- Timothy McKimmy who lives in Texas and unintentionally sold his Bored Ape NFT for 0.01 ETH roughly $26 is suing OpenSea.
- He’s alleging that OpenSea was aware of a bug that allowed hackers to purchase NFTs at far below market value.
- He claims in a federal court in Texas that he is the rightful owner of Bored Ape #3475.
- He claims he did not list his Bored Ape for sale and that the NFT was “stolen”. He even claimed that the “buyer” promptly resold his NFT for 99 ETH.
Timothy McKimmy, who lives in Texas and unintentionally sold his Bored Ape NFT for 0.01 ETH, roughly $26, issuing OpenSea. He’s alleging that OpenSea was aware of a bug that allowed hackers to purchase NFTs.
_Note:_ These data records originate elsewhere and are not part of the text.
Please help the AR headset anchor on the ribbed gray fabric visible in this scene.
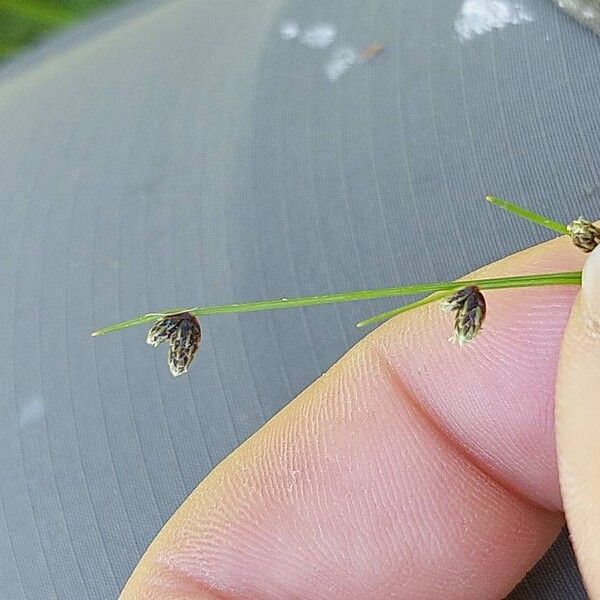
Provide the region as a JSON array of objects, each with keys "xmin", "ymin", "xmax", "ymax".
[{"xmin": 0, "ymin": 0, "xmax": 600, "ymax": 600}]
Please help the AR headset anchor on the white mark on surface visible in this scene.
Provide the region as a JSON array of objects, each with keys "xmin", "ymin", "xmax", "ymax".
[
  {"xmin": 19, "ymin": 395, "xmax": 46, "ymax": 427},
  {"xmin": 454, "ymin": 0, "xmax": 533, "ymax": 41},
  {"xmin": 279, "ymin": 21, "xmax": 300, "ymax": 40},
  {"xmin": 325, "ymin": 46, "xmax": 358, "ymax": 81},
  {"xmin": 300, "ymin": 23, "xmax": 337, "ymax": 48}
]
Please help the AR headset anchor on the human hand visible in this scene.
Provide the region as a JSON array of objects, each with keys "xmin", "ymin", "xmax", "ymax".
[{"xmin": 122, "ymin": 238, "xmax": 600, "ymax": 600}]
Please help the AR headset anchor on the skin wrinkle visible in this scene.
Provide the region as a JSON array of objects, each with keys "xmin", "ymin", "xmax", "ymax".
[
  {"xmin": 380, "ymin": 346, "xmax": 556, "ymax": 512},
  {"xmin": 123, "ymin": 234, "xmax": 580, "ymax": 600},
  {"xmin": 124, "ymin": 336, "xmax": 560, "ymax": 598}
]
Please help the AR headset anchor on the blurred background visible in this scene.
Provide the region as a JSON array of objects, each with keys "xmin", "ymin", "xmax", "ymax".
[
  {"xmin": 0, "ymin": 0, "xmax": 600, "ymax": 600},
  {"xmin": 0, "ymin": 0, "xmax": 129, "ymax": 61}
]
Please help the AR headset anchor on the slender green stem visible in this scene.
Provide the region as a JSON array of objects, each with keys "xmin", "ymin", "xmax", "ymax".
[
  {"xmin": 92, "ymin": 271, "xmax": 581, "ymax": 336},
  {"xmin": 356, "ymin": 292, "xmax": 448, "ymax": 327},
  {"xmin": 485, "ymin": 196, "xmax": 569, "ymax": 235}
]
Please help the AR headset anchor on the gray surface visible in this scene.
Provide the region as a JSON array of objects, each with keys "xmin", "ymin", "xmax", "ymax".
[{"xmin": 0, "ymin": 0, "xmax": 600, "ymax": 600}]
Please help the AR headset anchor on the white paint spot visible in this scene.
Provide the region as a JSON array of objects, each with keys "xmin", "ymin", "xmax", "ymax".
[
  {"xmin": 300, "ymin": 23, "xmax": 337, "ymax": 48},
  {"xmin": 279, "ymin": 21, "xmax": 300, "ymax": 40},
  {"xmin": 325, "ymin": 46, "xmax": 358, "ymax": 81},
  {"xmin": 19, "ymin": 395, "xmax": 46, "ymax": 427},
  {"xmin": 454, "ymin": 0, "xmax": 533, "ymax": 41}
]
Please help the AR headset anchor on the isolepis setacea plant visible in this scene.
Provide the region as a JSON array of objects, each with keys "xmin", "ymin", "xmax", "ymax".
[{"xmin": 92, "ymin": 196, "xmax": 600, "ymax": 377}]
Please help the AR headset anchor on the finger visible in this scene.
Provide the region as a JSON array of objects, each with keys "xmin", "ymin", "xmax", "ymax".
[
  {"xmin": 556, "ymin": 244, "xmax": 600, "ymax": 598},
  {"xmin": 122, "ymin": 239, "xmax": 582, "ymax": 600}
]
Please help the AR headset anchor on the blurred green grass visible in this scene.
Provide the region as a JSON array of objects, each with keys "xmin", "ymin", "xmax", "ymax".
[{"xmin": 0, "ymin": 0, "xmax": 124, "ymax": 60}]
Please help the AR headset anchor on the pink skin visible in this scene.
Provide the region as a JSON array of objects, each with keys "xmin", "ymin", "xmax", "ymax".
[{"xmin": 122, "ymin": 239, "xmax": 584, "ymax": 600}]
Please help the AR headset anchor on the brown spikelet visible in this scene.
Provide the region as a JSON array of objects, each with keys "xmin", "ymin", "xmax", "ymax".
[
  {"xmin": 146, "ymin": 312, "xmax": 202, "ymax": 377},
  {"xmin": 442, "ymin": 286, "xmax": 486, "ymax": 346},
  {"xmin": 567, "ymin": 217, "xmax": 600, "ymax": 252},
  {"xmin": 168, "ymin": 313, "xmax": 202, "ymax": 377},
  {"xmin": 146, "ymin": 313, "xmax": 186, "ymax": 348}
]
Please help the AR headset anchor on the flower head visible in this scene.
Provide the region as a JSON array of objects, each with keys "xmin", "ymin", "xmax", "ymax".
[
  {"xmin": 567, "ymin": 217, "xmax": 600, "ymax": 252},
  {"xmin": 168, "ymin": 313, "xmax": 202, "ymax": 377},
  {"xmin": 146, "ymin": 312, "xmax": 202, "ymax": 377},
  {"xmin": 146, "ymin": 313, "xmax": 187, "ymax": 348},
  {"xmin": 442, "ymin": 285, "xmax": 486, "ymax": 346}
]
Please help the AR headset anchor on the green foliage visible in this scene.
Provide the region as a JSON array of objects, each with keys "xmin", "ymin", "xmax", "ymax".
[{"xmin": 0, "ymin": 0, "xmax": 123, "ymax": 58}]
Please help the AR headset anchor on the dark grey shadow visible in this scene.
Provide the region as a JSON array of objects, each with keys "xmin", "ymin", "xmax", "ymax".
[{"xmin": 0, "ymin": 0, "xmax": 600, "ymax": 600}]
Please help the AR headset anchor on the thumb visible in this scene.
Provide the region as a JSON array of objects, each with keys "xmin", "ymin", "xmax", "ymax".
[
  {"xmin": 122, "ymin": 238, "xmax": 583, "ymax": 600},
  {"xmin": 556, "ymin": 241, "xmax": 600, "ymax": 598}
]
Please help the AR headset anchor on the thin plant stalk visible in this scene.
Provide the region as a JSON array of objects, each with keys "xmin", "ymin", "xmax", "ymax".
[
  {"xmin": 0, "ymin": 0, "xmax": 79, "ymax": 27},
  {"xmin": 356, "ymin": 292, "xmax": 448, "ymax": 327},
  {"xmin": 485, "ymin": 196, "xmax": 569, "ymax": 235},
  {"xmin": 92, "ymin": 271, "xmax": 581, "ymax": 336}
]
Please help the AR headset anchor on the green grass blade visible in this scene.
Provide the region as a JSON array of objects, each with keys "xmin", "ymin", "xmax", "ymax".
[
  {"xmin": 485, "ymin": 196, "xmax": 569, "ymax": 235},
  {"xmin": 92, "ymin": 271, "xmax": 581, "ymax": 336}
]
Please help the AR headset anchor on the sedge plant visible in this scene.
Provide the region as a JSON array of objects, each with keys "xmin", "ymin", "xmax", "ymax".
[{"xmin": 92, "ymin": 196, "xmax": 600, "ymax": 376}]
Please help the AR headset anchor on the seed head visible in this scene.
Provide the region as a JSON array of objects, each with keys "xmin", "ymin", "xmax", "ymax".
[
  {"xmin": 146, "ymin": 313, "xmax": 187, "ymax": 348},
  {"xmin": 567, "ymin": 217, "xmax": 600, "ymax": 252},
  {"xmin": 168, "ymin": 313, "xmax": 202, "ymax": 377},
  {"xmin": 442, "ymin": 286, "xmax": 485, "ymax": 346},
  {"xmin": 146, "ymin": 312, "xmax": 202, "ymax": 377}
]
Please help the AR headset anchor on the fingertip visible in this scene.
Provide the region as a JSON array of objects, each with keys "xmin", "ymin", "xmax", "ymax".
[{"xmin": 555, "ymin": 243, "xmax": 600, "ymax": 598}]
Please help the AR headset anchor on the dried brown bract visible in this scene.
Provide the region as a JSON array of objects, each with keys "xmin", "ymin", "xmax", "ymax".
[
  {"xmin": 146, "ymin": 312, "xmax": 202, "ymax": 377},
  {"xmin": 567, "ymin": 217, "xmax": 600, "ymax": 252},
  {"xmin": 442, "ymin": 286, "xmax": 486, "ymax": 346}
]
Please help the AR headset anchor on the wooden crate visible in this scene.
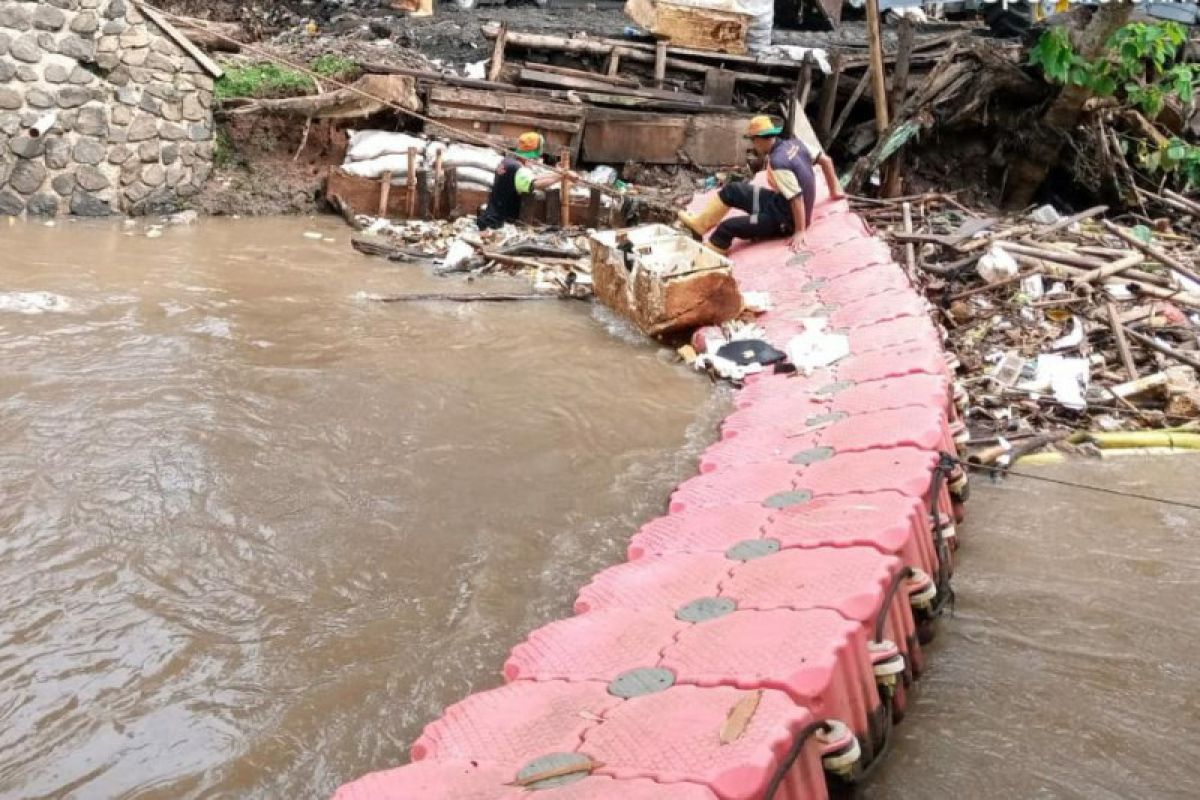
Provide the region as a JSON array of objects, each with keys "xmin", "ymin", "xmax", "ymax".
[
  {"xmin": 625, "ymin": 0, "xmax": 751, "ymax": 55},
  {"xmin": 583, "ymin": 108, "xmax": 749, "ymax": 167},
  {"xmin": 425, "ymin": 86, "xmax": 584, "ymax": 162}
]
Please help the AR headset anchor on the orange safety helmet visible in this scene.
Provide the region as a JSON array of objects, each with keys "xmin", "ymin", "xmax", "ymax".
[
  {"xmin": 517, "ymin": 131, "xmax": 546, "ymax": 158},
  {"xmin": 745, "ymin": 114, "xmax": 784, "ymax": 139}
]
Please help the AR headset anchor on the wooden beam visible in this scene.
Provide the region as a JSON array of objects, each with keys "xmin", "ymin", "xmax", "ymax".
[
  {"xmin": 866, "ymin": 0, "xmax": 888, "ymax": 136},
  {"xmin": 426, "ymin": 103, "xmax": 583, "ymax": 133},
  {"xmin": 817, "ymin": 53, "xmax": 844, "ymax": 148},
  {"xmin": 487, "ymin": 23, "xmax": 509, "ymax": 80},
  {"xmin": 826, "ymin": 70, "xmax": 871, "ymax": 148},
  {"xmin": 521, "ymin": 61, "xmax": 642, "ymax": 89},
  {"xmin": 406, "ymin": 148, "xmax": 416, "ymax": 219},
  {"xmin": 133, "ymin": 0, "xmax": 224, "ymax": 80},
  {"xmin": 704, "ymin": 68, "xmax": 737, "ymax": 106},
  {"xmin": 379, "ymin": 170, "xmax": 391, "ymax": 217}
]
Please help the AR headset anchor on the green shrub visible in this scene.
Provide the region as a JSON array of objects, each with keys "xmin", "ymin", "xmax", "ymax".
[{"xmin": 216, "ymin": 64, "xmax": 317, "ymax": 100}]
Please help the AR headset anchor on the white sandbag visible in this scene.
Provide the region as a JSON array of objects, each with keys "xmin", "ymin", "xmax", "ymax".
[
  {"xmin": 442, "ymin": 144, "xmax": 504, "ymax": 173},
  {"xmin": 454, "ymin": 167, "xmax": 496, "ymax": 187},
  {"xmin": 738, "ymin": 0, "xmax": 775, "ymax": 53},
  {"xmin": 346, "ymin": 131, "xmax": 428, "ymax": 161},
  {"xmin": 342, "ymin": 154, "xmax": 420, "ymax": 178}
]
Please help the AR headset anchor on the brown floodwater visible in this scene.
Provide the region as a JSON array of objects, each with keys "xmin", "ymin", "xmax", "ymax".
[
  {"xmin": 0, "ymin": 219, "xmax": 1200, "ymax": 800},
  {"xmin": 862, "ymin": 456, "xmax": 1200, "ymax": 800},
  {"xmin": 0, "ymin": 219, "xmax": 725, "ymax": 799}
]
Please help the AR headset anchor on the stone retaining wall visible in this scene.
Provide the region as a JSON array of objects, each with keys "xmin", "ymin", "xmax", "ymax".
[{"xmin": 0, "ymin": 0, "xmax": 214, "ymax": 216}]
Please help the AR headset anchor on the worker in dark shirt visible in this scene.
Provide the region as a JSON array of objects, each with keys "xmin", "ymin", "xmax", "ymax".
[
  {"xmin": 679, "ymin": 116, "xmax": 845, "ymax": 253},
  {"xmin": 479, "ymin": 133, "xmax": 563, "ymax": 230}
]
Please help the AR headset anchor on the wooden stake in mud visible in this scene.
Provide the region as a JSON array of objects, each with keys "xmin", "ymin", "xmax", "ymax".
[
  {"xmin": 404, "ymin": 148, "xmax": 416, "ymax": 219},
  {"xmin": 817, "ymin": 53, "xmax": 842, "ymax": 148},
  {"xmin": 432, "ymin": 150, "xmax": 445, "ymax": 219},
  {"xmin": 866, "ymin": 0, "xmax": 888, "ymax": 136},
  {"xmin": 379, "ymin": 172, "xmax": 391, "ymax": 217},
  {"xmin": 487, "ymin": 23, "xmax": 509, "ymax": 80},
  {"xmin": 558, "ymin": 150, "xmax": 571, "ymax": 228}
]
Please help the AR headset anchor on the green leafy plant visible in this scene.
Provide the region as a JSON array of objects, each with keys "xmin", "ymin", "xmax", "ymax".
[
  {"xmin": 1030, "ymin": 23, "xmax": 1200, "ymax": 188},
  {"xmin": 216, "ymin": 64, "xmax": 316, "ymax": 100},
  {"xmin": 308, "ymin": 53, "xmax": 362, "ymax": 82},
  {"xmin": 1030, "ymin": 23, "xmax": 1200, "ymax": 119}
]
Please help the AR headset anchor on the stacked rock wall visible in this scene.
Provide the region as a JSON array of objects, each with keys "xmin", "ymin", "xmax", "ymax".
[{"xmin": 0, "ymin": 0, "xmax": 214, "ymax": 216}]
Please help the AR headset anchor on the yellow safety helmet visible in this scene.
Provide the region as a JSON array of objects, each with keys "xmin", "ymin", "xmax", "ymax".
[
  {"xmin": 745, "ymin": 114, "xmax": 784, "ymax": 139},
  {"xmin": 517, "ymin": 131, "xmax": 546, "ymax": 158}
]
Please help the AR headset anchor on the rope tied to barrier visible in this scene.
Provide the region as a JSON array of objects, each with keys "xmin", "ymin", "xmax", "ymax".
[{"xmin": 136, "ymin": 0, "xmax": 678, "ymax": 213}]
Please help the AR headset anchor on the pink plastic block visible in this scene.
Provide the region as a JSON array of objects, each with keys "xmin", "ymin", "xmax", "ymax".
[
  {"xmin": 734, "ymin": 373, "xmax": 953, "ymax": 414},
  {"xmin": 575, "ymin": 553, "xmax": 737, "ymax": 614},
  {"xmin": 762, "ymin": 492, "xmax": 937, "ymax": 575},
  {"xmin": 580, "ymin": 686, "xmax": 828, "ymax": 800},
  {"xmin": 412, "ymin": 682, "xmax": 620, "ymax": 769},
  {"xmin": 670, "ymin": 447, "xmax": 938, "ymax": 513},
  {"xmin": 629, "ymin": 503, "xmax": 770, "ymax": 560},
  {"xmin": 504, "ymin": 608, "xmax": 878, "ymax": 741},
  {"xmin": 504, "ymin": 603, "xmax": 691, "ymax": 681},
  {"xmin": 334, "ymin": 762, "xmax": 716, "ymax": 800},
  {"xmin": 700, "ymin": 403, "xmax": 954, "ymax": 462},
  {"xmin": 847, "ymin": 314, "xmax": 942, "ymax": 354},
  {"xmin": 721, "ymin": 547, "xmax": 923, "ymax": 672}
]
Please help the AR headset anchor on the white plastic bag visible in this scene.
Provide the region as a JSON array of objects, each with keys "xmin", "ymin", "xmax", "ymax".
[
  {"xmin": 455, "ymin": 167, "xmax": 496, "ymax": 188},
  {"xmin": 342, "ymin": 154, "xmax": 420, "ymax": 180},
  {"xmin": 784, "ymin": 317, "xmax": 850, "ymax": 375},
  {"xmin": 738, "ymin": 0, "xmax": 775, "ymax": 53},
  {"xmin": 346, "ymin": 131, "xmax": 430, "ymax": 161},
  {"xmin": 976, "ymin": 245, "xmax": 1016, "ymax": 283}
]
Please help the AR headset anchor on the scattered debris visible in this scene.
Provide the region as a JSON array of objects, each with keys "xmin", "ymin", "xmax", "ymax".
[{"xmin": 858, "ymin": 194, "xmax": 1200, "ymax": 460}]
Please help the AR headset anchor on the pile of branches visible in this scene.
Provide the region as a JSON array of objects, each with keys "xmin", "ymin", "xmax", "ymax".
[{"xmin": 859, "ymin": 194, "xmax": 1200, "ymax": 443}]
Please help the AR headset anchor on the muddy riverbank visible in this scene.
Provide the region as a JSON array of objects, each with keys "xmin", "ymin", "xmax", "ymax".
[{"xmin": 0, "ymin": 218, "xmax": 724, "ymax": 800}]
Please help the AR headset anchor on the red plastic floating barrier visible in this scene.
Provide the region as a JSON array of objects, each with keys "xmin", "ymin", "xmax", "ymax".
[
  {"xmin": 700, "ymin": 401, "xmax": 954, "ymax": 460},
  {"xmin": 504, "ymin": 608, "xmax": 880, "ymax": 745},
  {"xmin": 413, "ymin": 681, "xmax": 827, "ymax": 800},
  {"xmin": 334, "ymin": 760, "xmax": 716, "ymax": 800}
]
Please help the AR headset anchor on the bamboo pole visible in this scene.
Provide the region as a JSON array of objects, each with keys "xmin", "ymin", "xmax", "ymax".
[{"xmin": 866, "ymin": 0, "xmax": 888, "ymax": 136}]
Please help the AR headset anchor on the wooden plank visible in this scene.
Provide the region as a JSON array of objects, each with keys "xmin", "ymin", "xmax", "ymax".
[
  {"xmin": 866, "ymin": 0, "xmax": 889, "ymax": 136},
  {"xmin": 704, "ymin": 67, "xmax": 737, "ymax": 106},
  {"xmin": 583, "ymin": 108, "xmax": 745, "ymax": 167},
  {"xmin": 425, "ymin": 103, "xmax": 583, "ymax": 133},
  {"xmin": 625, "ymin": 0, "xmax": 750, "ymax": 54},
  {"xmin": 133, "ymin": 0, "xmax": 224, "ymax": 80},
  {"xmin": 404, "ymin": 148, "xmax": 416, "ymax": 219},
  {"xmin": 430, "ymin": 86, "xmax": 583, "ymax": 119},
  {"xmin": 817, "ymin": 53, "xmax": 842, "ymax": 148},
  {"xmin": 826, "ymin": 70, "xmax": 871, "ymax": 148},
  {"xmin": 487, "ymin": 23, "xmax": 509, "ymax": 80},
  {"xmin": 377, "ymin": 170, "xmax": 391, "ymax": 217},
  {"xmin": 558, "ymin": 152, "xmax": 571, "ymax": 228},
  {"xmin": 517, "ymin": 67, "xmax": 704, "ymax": 104},
  {"xmin": 522, "ymin": 59, "xmax": 642, "ymax": 89}
]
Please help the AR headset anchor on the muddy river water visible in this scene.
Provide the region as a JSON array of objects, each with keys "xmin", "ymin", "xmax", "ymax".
[{"xmin": 0, "ymin": 215, "xmax": 1200, "ymax": 799}]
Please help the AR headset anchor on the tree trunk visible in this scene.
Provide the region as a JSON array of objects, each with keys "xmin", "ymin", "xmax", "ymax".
[{"xmin": 1004, "ymin": 2, "xmax": 1134, "ymax": 209}]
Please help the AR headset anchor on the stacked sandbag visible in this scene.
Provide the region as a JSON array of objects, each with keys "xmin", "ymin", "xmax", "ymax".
[{"xmin": 342, "ymin": 131, "xmax": 504, "ymax": 192}]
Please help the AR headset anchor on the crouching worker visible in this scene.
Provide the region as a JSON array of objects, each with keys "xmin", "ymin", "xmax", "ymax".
[
  {"xmin": 679, "ymin": 116, "xmax": 845, "ymax": 253},
  {"xmin": 479, "ymin": 133, "xmax": 563, "ymax": 230}
]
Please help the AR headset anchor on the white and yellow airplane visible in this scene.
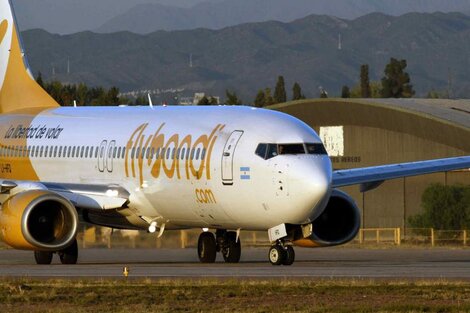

The NFTs were purchased at far below market value. He claims in a federal court in Texas that he is the rightful owner of Bored Ape #3475. Bored Ape #3475 is one of a set of 10,000 highly coveted primate NFTs. These NFTs are known as the Bored Ape Yacht Club. He claims he did not list his Bored Ape for sale and that the NFT was “stolen”. He even claimed that the “buyer” promptly resold his NFT for 99 ETH.
According to McKimmy, the ape in question is in the top 14th percentile for rarity and is far rarer than the Bored Ape NFT Justin Bieber recently purchased for $1.3 million. He is suing for “return of the Bored Ape and damages above $1 million.” McKimmy, listed as the CEO of a Texas iron ore company on LinkedIn, claims that OpenSea was aware of the bug. It was widely reported in the media but refused to halt trading to maximise profits.
The complaint stated that “Instead of shutting down its platform to address and rectify these security issues, Defendant continued to operate. As a result, the defendant risked the security of its users’ NFTs and digital vaults to continue collecting 2.5% of every transaction uninterrupted”. According to him. He has tried numerous times to resolve the issue with OpenSea. He claims the company told him it is “actively investigating” the incident but hasn’t done anything else.
McKimmy is not alone in this situation. OpenSea has issued approximately $1.8 million in refunds to users affected by the exploit in January. It is unclear how the company is handling reimbursements and determining refund amounts. McKimmy’s complaint cites chatter in NFT forums alleging that OpenSea has approached other victims of the bug and offered them the “floor price” (the lowest-priced asset in any given NFT collection). OpenSea offered the victims floor price even if their specific NFT is worth more. Furthermore, the offer was only applicable if they signed a non-disclosure agreement.
Other lawsuits could be filed in response to the one filed on Friday. A law firm in the northeast is seeking complaints from other OpenSea customers who lost NFTs due to the bug. The law firm is seeking complaints to file a class-action lawsuit. McKimmy claims that one goal of the lawsuit is to force OpenSea to tighten its security practices.